We get it, men typically don’t love seeking medical help. But it’s so important for men to understand preventable health problems and to have those diagnosed and treated early.

Jason M. Fishel, MD , an internal medicine physician at Atrium Health Mecklenburg Medical Group wants men to take control of their health and get screened — even if this isn’t always their first instinct. As men enter middle age at around 40 years old, it becomes even more important to keep an eye on your health.

“Men can sometimes have a more stoic attitude about their health,” says Dr. Fishel. “But it’s important to speak up and build a close, trusting relationship with your primary care physician.”

What to discuss with your physician

Dr. Fishel recommends that men go to their primary care physician for a physical annually. During this physical, it’s important to have your blood tested and your vital signs checked. A physical gives you an open forum to discuss any symptoms you might have, such as chest pain, decreased tolerance for exercise, breathing issues, sleeping issues or any other concerns you have.

A physical is also a chance to discuss your family medical history. If you have a family history of high blood pressure, heart disease, prostate cancer or colon cancer, you’ll want to make this clear to your physician as this history can affect when you get screened for these diseases.

“If you have an immediate family member, such as a brother or father who had prostate cancer, you’ll want to be screened at around 40 or 45,” explains Dr. Fishel. African-American men also tend to have a higher risk of prostate cancer and should consider getting screened at a younger age.

You’ll also want to be aware of early colon cancer screening. If, for instance, your immediate family member was diagnosed with colon cancer at the age of 55, you’ll want to get screened 10 years younger, at 45.

Another area of concern that sometimes goes ignored is anxiety and depression, says Dr. Fishel. Men are just as likely to struggle with these conditions despite being reported less often. Your physician is there to have an open, non-judgmental dialog with you — so always let him or her know if you’re experiencing a change in mood, high stress levels or a change in appetite or sleep habits.
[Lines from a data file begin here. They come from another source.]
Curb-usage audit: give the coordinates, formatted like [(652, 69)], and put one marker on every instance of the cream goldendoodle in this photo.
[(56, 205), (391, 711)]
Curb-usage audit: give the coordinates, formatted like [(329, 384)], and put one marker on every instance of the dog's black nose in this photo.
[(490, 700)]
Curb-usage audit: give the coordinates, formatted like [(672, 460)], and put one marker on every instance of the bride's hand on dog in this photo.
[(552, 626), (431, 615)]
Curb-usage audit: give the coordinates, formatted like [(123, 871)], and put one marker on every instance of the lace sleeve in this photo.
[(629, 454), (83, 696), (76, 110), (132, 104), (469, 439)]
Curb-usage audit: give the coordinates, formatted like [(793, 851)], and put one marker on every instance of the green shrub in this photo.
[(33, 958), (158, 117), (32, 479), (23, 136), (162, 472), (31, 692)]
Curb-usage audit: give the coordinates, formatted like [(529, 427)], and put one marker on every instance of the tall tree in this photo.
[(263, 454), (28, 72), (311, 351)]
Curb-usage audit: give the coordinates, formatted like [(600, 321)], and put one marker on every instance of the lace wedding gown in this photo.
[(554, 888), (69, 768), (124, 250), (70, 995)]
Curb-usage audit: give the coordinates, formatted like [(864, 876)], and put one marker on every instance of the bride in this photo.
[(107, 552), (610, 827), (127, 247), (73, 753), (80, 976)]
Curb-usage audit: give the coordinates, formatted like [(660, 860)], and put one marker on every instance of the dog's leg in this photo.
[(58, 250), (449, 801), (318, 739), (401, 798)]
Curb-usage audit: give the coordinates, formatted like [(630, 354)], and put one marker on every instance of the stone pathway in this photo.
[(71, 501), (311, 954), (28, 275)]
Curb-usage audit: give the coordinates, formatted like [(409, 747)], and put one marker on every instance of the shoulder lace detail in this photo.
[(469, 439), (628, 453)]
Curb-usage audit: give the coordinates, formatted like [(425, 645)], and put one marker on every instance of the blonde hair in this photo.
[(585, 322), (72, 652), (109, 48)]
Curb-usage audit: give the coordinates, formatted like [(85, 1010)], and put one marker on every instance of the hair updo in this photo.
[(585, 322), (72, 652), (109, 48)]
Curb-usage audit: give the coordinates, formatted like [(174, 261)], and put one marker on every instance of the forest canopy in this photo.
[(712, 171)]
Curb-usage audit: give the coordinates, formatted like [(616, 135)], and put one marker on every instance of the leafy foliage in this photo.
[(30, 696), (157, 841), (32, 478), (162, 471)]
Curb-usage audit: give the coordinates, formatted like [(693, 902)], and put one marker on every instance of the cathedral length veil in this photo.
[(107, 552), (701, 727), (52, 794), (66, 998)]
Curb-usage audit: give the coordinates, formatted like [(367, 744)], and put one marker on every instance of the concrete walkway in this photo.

Kick bad habits, start good habits

What happens in the physician’s office is crucial for your health. But what happens outside of the clinic and in your everyday life can be where a healthy lifestyle begins. And when it comes to health concerns for men, heart disease is at the top of the list — which makes maintaining a healthy body weight and normalizing your cholesterol so crucial.
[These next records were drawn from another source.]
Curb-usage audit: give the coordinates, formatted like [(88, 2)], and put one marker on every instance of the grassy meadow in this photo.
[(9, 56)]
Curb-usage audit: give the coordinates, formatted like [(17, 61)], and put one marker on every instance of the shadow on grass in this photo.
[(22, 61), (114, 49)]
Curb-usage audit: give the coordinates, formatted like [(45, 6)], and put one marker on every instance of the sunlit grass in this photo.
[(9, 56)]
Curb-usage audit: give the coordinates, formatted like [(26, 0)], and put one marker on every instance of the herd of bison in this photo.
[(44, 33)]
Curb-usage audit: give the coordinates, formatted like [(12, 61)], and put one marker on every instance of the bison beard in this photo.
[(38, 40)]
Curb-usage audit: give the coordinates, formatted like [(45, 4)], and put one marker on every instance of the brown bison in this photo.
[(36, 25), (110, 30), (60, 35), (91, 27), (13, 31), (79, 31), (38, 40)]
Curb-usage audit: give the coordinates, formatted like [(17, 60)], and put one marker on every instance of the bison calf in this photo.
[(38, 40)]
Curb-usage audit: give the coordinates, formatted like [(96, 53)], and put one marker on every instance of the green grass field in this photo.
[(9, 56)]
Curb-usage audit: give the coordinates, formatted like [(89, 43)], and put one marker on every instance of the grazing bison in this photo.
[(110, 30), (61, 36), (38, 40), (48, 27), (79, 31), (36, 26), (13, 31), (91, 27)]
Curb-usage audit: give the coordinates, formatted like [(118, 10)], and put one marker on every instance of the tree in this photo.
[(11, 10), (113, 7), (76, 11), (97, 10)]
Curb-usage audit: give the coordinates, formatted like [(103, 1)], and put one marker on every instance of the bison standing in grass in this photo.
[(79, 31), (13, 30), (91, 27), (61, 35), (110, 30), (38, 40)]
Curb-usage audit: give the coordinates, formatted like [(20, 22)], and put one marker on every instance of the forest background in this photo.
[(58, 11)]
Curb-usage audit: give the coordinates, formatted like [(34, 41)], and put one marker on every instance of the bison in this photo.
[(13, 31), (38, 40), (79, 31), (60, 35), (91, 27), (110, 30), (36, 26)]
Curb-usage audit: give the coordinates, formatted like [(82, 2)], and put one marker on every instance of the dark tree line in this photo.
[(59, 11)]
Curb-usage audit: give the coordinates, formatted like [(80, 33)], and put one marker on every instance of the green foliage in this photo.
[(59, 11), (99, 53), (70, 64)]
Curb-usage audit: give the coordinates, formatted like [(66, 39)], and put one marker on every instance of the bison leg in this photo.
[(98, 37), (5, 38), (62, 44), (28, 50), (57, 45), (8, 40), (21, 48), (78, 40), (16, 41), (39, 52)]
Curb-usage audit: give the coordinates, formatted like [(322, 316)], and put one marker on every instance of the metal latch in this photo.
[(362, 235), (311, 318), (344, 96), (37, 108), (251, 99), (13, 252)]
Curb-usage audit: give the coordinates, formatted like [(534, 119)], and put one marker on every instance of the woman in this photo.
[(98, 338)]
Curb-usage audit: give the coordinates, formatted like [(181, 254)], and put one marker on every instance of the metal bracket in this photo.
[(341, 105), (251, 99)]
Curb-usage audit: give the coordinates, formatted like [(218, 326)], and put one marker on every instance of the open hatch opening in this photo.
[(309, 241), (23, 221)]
When it comes to eating, Dr. Fishel recommends the Mediterranean diet, which is a diet high in healthy fats, lean proteins, fruits and vegetables. In general, avoiding added sugars, particularly in beverages, is another way to keep your weight under control.
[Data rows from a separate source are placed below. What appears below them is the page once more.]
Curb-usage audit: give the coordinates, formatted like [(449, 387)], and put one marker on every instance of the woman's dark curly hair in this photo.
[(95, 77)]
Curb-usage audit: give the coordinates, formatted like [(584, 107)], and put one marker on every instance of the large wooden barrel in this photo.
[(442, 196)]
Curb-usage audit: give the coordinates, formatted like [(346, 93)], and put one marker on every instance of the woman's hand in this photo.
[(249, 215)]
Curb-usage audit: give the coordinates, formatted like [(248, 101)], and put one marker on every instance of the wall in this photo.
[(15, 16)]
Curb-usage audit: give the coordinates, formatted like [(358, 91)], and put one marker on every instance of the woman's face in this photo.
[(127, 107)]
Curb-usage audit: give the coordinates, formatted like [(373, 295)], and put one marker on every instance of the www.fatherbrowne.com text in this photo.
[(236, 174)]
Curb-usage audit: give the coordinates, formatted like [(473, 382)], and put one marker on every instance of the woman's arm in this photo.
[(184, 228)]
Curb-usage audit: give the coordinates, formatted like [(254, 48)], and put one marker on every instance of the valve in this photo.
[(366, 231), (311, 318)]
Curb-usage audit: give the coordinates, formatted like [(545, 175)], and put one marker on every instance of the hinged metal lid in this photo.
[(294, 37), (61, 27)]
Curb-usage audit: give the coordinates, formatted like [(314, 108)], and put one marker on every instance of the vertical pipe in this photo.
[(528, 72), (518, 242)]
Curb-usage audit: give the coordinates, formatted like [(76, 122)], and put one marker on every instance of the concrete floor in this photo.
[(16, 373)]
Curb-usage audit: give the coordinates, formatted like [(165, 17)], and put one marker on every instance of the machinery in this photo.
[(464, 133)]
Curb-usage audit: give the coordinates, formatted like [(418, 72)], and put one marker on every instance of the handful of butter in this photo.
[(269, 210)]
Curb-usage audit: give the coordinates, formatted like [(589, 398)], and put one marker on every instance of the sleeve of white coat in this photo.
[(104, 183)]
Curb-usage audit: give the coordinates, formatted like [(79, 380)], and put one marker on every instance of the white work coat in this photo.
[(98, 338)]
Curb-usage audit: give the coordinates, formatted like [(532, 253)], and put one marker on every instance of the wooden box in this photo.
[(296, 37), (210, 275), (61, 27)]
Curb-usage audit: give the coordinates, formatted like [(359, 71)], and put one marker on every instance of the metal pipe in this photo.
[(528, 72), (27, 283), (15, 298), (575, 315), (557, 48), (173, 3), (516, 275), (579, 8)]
In addition to changes in diet, getting regular exercise is also important. “In general, cardiovascular exercise is anything that causes a sustained elevation in heart rate,” says Dr. Fishel. “For those of us who aren’t marathon runners or mountain climbers, even walking around the block can count as good exercise.” It’s recommended that you get 150 minutes of exercise on a weekly basis — and keep in mind that these workouts need not be divided equally throughout the week.

The testosterone question

One question that Dr. Fishel has been getting more and more involves low testosterone. With more direct-to-consumer products on the market that look to address this issue, it’s on the minds of many men.

Common symptoms of low testosterone include changes in energy, changes in sex drive and changes in muscle mass. Having these symptoms doesn’t necessarily mean you have a low testosterone level, but it’s worth checking your blood if you have concerns.

“Sometimes men are hesitant to discuss these kinds of issues with a doctor,” said Dr. Fishel. “But this isn’t an issue that you have to deal with on your own. Have an open discussion with your physician, and they can refer you to a specialist who can help you.”

And remember: This is the case with any health concern a man might be having. Your care team is there to hear your concerns, support you and get you the help you need — which is a process that becomes all the more important as you reach middle age.